General secretary of the Federation of Labour Exchanges [fr]
- In office 1895–1901
- Preceded by: Rieul Cordier
- Succeeded by: Georges Yvetot

Personal details
- Born: 1 October 1867 17th arrondissement of Paris, France
- Died: 13 March 1901 (aged 33) Sèvres, Seine-et-Oise, France
- Cause of death: Lupus vulgaris
- Party: French Workers' Party (1892)
- Other political affiliations: Federation of Labour Exchanges [fr] (1892–1901)
- Children: Maurice Pelloutier [Wikidata]
- Parent: Léonce Adrien Saint-Ange Pelloutier [Wikidata] (father);
- Occupation: Journalist, trade unionist

= Fernand Pelloutier =

French anarchist (1867–1901)

Fernand Léonce Émile Pelloutier (1867–1901) was a French journalist, trade union organiser, and anarchist theoretician. A revolutionary from an early age, after beginning a career in journalism, Pelloutier became involved in socialist politics. He briefly joined the French Workers' Party, but following a disagreement with its leader over his proposal for a general strike, he left the party and joined the anarchist movement. He became the leader of the Bourses du Travail, in which he advocated for anarcho-syndicalism. Having suffered from tuberculosis luposa for most of his career, he eventually succumbed to the disease, and died in 1901 at the age of 33.

==Biography==
Fernand Pelloutier was born in Paris on 1 October 1867. He was from a nonconformist family, which originated in Piedmont and settled in France after the death of Louis XIV. His grandfather was a republican, from whom he inherited revolutionary sentiments. While he was twelve, his family moved to Saint-Nazaire, where his father had been appointed as a post officer. Educated at a religious boarding school, Fernand attempted to escape and was eventually expelled for his anti-clericalism. He went on to enroll at the local secular college, but failed his baccalauréat in 1885.

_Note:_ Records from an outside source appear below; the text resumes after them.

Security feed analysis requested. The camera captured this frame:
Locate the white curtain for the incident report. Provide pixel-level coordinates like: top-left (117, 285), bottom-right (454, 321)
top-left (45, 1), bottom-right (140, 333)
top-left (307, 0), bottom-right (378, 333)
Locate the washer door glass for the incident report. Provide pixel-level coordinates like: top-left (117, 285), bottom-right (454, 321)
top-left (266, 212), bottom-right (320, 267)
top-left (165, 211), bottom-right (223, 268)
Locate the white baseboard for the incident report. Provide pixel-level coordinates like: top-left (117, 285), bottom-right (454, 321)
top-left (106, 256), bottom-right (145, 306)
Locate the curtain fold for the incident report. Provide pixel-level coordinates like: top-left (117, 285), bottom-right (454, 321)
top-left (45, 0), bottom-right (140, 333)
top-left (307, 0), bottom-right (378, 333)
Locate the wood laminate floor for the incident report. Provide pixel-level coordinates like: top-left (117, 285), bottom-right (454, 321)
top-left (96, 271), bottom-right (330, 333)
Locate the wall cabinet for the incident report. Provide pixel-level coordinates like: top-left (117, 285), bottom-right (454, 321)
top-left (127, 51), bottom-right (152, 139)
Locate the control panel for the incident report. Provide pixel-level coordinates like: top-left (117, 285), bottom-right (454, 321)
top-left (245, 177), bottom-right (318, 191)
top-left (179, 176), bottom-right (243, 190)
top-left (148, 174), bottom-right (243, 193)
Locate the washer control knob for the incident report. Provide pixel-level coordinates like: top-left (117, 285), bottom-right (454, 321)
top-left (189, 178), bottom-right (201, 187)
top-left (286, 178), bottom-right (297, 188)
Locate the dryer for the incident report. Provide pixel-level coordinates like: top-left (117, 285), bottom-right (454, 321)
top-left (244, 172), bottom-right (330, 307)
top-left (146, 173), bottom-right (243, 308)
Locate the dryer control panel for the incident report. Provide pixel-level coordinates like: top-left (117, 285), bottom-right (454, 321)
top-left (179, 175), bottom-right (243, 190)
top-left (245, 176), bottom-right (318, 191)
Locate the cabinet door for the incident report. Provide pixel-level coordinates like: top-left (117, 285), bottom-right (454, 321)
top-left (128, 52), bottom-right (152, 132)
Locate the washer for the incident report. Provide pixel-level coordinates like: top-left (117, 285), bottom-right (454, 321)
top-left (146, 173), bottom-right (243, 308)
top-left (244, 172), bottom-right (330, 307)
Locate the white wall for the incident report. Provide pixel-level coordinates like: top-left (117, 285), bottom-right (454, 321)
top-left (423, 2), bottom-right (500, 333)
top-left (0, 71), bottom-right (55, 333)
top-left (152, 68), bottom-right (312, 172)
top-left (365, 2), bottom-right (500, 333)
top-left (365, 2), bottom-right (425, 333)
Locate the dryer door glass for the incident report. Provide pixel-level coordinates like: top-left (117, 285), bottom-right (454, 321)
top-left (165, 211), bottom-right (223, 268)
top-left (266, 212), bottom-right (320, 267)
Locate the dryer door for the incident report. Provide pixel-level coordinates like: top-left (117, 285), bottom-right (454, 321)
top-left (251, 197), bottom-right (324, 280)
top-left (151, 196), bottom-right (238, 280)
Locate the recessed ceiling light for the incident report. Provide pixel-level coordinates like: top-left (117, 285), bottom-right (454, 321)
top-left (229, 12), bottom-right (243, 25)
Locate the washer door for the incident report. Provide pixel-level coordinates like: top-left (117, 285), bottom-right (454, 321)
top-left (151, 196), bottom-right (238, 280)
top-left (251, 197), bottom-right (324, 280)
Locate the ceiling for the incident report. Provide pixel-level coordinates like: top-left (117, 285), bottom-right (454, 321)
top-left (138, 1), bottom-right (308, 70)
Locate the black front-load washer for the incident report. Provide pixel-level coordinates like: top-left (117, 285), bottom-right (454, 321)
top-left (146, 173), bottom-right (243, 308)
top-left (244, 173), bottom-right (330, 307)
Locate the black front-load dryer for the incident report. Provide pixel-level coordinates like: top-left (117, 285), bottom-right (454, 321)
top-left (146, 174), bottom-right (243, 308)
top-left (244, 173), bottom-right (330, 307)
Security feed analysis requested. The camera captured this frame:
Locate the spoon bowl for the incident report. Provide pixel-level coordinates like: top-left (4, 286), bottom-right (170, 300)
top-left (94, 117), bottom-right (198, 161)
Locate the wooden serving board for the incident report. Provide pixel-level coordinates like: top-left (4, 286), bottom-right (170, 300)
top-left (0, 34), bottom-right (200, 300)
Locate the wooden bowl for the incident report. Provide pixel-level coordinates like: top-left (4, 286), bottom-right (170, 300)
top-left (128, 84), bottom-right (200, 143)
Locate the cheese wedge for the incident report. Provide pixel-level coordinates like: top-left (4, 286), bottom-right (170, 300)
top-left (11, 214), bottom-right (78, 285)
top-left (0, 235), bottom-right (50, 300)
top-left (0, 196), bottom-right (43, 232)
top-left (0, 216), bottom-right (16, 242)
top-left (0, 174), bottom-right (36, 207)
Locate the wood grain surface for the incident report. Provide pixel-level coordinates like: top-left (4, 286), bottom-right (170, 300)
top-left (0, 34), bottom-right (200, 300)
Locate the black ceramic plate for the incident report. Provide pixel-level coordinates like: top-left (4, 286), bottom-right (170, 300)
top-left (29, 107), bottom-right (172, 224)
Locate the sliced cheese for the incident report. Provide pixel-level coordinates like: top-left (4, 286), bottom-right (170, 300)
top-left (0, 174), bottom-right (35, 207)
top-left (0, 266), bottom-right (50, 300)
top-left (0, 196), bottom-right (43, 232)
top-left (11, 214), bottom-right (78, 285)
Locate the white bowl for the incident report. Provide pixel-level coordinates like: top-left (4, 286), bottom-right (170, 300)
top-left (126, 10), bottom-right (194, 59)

After leaving school, Pelloutier went into a career in journalism, collaborating on Aristide Briand's journal La Démocratie de l'Ouest. In 1888, he contracted tuberculosis luposa and took some months to recover at the seaside. He attempted to go back to work, in order to support Briand's candidacy in the 1889 French legislative election, but his condition got worse again and he was forced to take two years off to recover.

In January 1892, he returned to Saint-Nazaire and was appointed as the editor-in-chief of La Démocratie de l'Ouest. He also joined the French Workers' Party, for which he acted as the secretary of its local section and with which he helped establish the Saint-Nazaire Bourse du Travail (Labour Exchange). In September 1892, he attended a regional workers' congress, at which he proposed the general strike as a means for the party to achieve its aims. He was opposed by the party's leader Jules Guesde, convincing Pelloutier to resign from the party. He moved back to Paris, where he joined the growing anarchist movement and began advocating for revolutionary syndicalism.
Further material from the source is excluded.